Between, the instructor, books and the web, I have learned exercise has changed a lot over the years. Smarter exercise is better exercise. Longer exercise times are not always smarter or better. Science seems to show almost everyone can get themselves in reasonable physical condition in as little as thirty minutes a week, as quickly as a few months.
The idea of High Intensity Interval Training is simple, once it is understood. It seems our bodies may not made for trotting all day alongside a herd of Antelope waiting for our chance to strike. The newer exercise science seems to declare we are made for reasonable movement mixed with all out spurts of action or movement mixed in.
Translated into something I understand, all out spurts of action means as little as one minute of cycling, running, swimming, cross country skiing, or performing any total body activity at the fastest possible speed. This all out action is repeated three times after warmup, with intervals of slower or recovery movement in between the all out portions.
Here is my plan using the ideas from High Intensity Interval Training:
1. Warm up. Perhaps a minute of jumping jacks followed by two minutes of walking, or simply walking about three minutes at a moderate pace.
2. Run as fast as I am able, with a goal of running all out for a full minute.
3. Slow to a walk for two to three minutes of recovery (catching my breath).
4. Run as fast as I am able, with a goal of running for a full minute.
5. Slow to a walk for two to three minutes of recovery (catching my breath).
6. Run as fast as I am able, with a goal of running for a full minute.
7. Slow to a walk for final recovery.
I started using this High Intensity Interval Training exercise idea about a month ago, I could only run my fastest for about ten seconds. Muscles in my hips and upper thigh complained loudly and painfully. I thought at first I would not be able to do this as the pain was so quick and pronounced.
The pain remained for some days. The exercise reward seemed non-existent. I went through my cycles with a goal of this exercise plan every other day, or three times a week.
It is now a month or so later, and I am up to all out running all out for about thirty to forty seconds. No pain. My Recovery Walk lasts two to four minutes instead of ten or twelve. High Intensity Interval Training has a lot going for it after all. I confess I am a converted skeptic about High Intensity Interval Training.
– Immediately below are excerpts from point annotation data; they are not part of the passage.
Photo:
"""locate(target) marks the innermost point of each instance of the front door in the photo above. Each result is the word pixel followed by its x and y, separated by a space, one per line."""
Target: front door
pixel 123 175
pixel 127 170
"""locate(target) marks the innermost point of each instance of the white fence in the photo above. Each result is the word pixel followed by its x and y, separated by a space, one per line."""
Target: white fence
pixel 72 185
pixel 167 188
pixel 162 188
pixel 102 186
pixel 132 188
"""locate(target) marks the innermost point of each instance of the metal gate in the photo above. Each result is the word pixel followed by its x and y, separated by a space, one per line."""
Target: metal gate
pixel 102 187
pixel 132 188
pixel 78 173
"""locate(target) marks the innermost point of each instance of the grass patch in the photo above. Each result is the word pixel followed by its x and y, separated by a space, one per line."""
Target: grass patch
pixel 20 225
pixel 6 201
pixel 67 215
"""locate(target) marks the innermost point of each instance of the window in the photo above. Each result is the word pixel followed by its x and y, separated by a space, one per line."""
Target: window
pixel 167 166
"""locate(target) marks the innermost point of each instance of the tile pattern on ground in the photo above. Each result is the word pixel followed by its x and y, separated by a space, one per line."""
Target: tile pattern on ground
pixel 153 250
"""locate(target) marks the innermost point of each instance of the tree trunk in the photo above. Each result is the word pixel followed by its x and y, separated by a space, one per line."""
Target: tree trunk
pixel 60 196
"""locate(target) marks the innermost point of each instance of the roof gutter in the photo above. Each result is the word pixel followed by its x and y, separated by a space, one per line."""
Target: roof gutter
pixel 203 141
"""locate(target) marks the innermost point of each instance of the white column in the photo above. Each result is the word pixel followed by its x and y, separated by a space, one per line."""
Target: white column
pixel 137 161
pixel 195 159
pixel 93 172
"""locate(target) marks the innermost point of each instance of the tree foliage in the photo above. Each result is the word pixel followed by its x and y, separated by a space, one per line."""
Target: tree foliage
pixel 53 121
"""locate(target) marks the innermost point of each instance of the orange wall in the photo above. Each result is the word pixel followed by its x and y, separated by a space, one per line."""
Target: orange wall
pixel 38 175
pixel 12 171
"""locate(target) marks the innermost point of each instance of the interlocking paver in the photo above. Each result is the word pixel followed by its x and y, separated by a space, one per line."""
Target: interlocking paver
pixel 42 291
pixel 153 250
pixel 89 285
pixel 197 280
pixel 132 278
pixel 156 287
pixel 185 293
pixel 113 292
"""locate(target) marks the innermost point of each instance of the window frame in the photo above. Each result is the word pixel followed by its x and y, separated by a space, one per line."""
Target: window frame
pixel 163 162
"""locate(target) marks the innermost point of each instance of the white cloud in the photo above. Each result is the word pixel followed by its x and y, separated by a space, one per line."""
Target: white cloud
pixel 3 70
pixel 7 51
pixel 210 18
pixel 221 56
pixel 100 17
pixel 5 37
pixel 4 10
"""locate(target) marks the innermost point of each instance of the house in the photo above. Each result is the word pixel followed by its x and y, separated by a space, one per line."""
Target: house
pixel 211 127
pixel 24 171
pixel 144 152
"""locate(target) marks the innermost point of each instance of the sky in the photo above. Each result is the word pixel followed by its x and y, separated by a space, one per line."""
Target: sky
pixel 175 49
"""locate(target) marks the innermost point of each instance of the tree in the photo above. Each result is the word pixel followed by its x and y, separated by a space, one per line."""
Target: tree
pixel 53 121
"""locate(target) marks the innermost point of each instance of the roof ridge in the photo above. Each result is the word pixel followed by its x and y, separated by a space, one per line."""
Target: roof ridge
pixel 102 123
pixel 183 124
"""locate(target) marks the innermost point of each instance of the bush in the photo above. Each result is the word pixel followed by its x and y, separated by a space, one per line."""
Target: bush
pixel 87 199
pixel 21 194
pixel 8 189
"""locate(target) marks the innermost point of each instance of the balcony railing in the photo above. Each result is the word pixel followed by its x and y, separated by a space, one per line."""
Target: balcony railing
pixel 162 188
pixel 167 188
As a baseline, I want to mention, I walk a lot. When the weather and other things cooperate, I walk somewhere around 15 miles or more a week. Running however is a whole different animal.
I do not remember having as much as jogged in the last twenty years. After 40, running was thought to cause joint problems. Initially running was where my major pain came from. I discovered I had several smaller unused or little used muscles around my lower hips and hip joint.
Which brings me to something the instructor salesman told me which may or may not be true. As we sail past about fifty years of age, we become much more efficient at the things we do. If we are going to get up, we do two or more things because we are up.
Our body also starts to quit using non essential muscles, and even some muscles that are useful, but not mandatory in our lifestyle. Muscles start to deteriorate because we do not use them.
Setting my skepticism aside, I am sold on High Intensity Interval Training as the most productive use of limited exercise time. If you are like me and have not moved faster than a fast walk for some years, you may want to buy a bottle of your preferred pain reliever first.
Of course always check with your doctor, and read what you can find about High Intensity Interval Training to determine if this is the right exercise for you. I find I enjoy High Intensity Interval Training and the gains are fast – once the pain goes away.